First, sexy is in the eye of the beholder. Though I'm not exactly in high demand here in San Diego, as an American Daddy Bear, I was crazy popular in both Bogota and Cartagena. I have to remember that. Whenever I get to feeling a bit down or start to get too hard on myself, I have to remind myself that everything is relative. I have to remember not to judge myself based on the invisibility I feel next to the muscle thinks of Rich's or Mo's.
I could, if I chose, be wildly popular and feel sexy and attractive just by moving to a new place and basking in the "fresh meat" syndrome. Moving every six months should keep me feeling quite happy.
190420-Cartagena-014-Edit

Next, I have realized that although I have traveled the world alone, I'm at a point now where I really do want to travel with someone. My time in Bogota was enjoyable, but I see that I would have had so much more fun with a friend along to compare stories and to share laughs with. I know I packed myself off the England alone back in 2000, and I did it again when I shipped myself off to Vietnam in 2011. I went in blind and ended up having amazing times. But the thing I forget is that once I was there, I made friends and spent real quality time with them. In England I had Mary and Camille and Linda to go off to Birmingham and Edinburg and York. I had Jodey to visit Leeds and London and Manchester with. I even took Camille to Paris and Amsterdam.

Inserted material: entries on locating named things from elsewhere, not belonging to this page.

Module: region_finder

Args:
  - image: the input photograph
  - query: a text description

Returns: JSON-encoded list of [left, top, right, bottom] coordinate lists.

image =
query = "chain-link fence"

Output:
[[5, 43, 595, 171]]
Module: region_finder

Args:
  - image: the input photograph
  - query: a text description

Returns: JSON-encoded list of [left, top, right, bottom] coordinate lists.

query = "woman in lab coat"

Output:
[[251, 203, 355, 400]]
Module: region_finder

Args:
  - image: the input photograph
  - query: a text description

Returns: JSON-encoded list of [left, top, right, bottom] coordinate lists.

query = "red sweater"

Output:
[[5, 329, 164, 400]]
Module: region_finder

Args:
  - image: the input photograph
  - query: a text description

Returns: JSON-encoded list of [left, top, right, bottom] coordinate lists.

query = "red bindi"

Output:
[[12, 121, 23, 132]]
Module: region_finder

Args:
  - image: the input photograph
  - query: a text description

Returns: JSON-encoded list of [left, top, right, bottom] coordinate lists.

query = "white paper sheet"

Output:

In Vietnam, I had Sqy to jump in a coach and visit Cambodia and Bangkok with. I sometimes forget that part, thinking, "I can travel alone; I don't mind it…" but then I do mind. I get to my new place - this time, Bogota - and feel… alone. And while I felt very popular and very wanted in Colombia, it wasn't exactly the same as making memories with friends.
Third, listening is the hardest part of learning a new language. I took 4 years of French in high school and only took 1 year of Spanish when I was in college in the 1990s. I feel I can read Spanish well, and I can pronounce it well, and I even feel that I can speak some sentences with a semblance of fluency. But listening…. that's the real work. Having someone speak to you at their normal pace in their accent… wow. I had forgotten how hard that is to understand. And I reflected a lot on how my students must feel in classrooms every day. I need to be more attentive to that. And i need to brush up on my Spanish listening skills so I can do better next time.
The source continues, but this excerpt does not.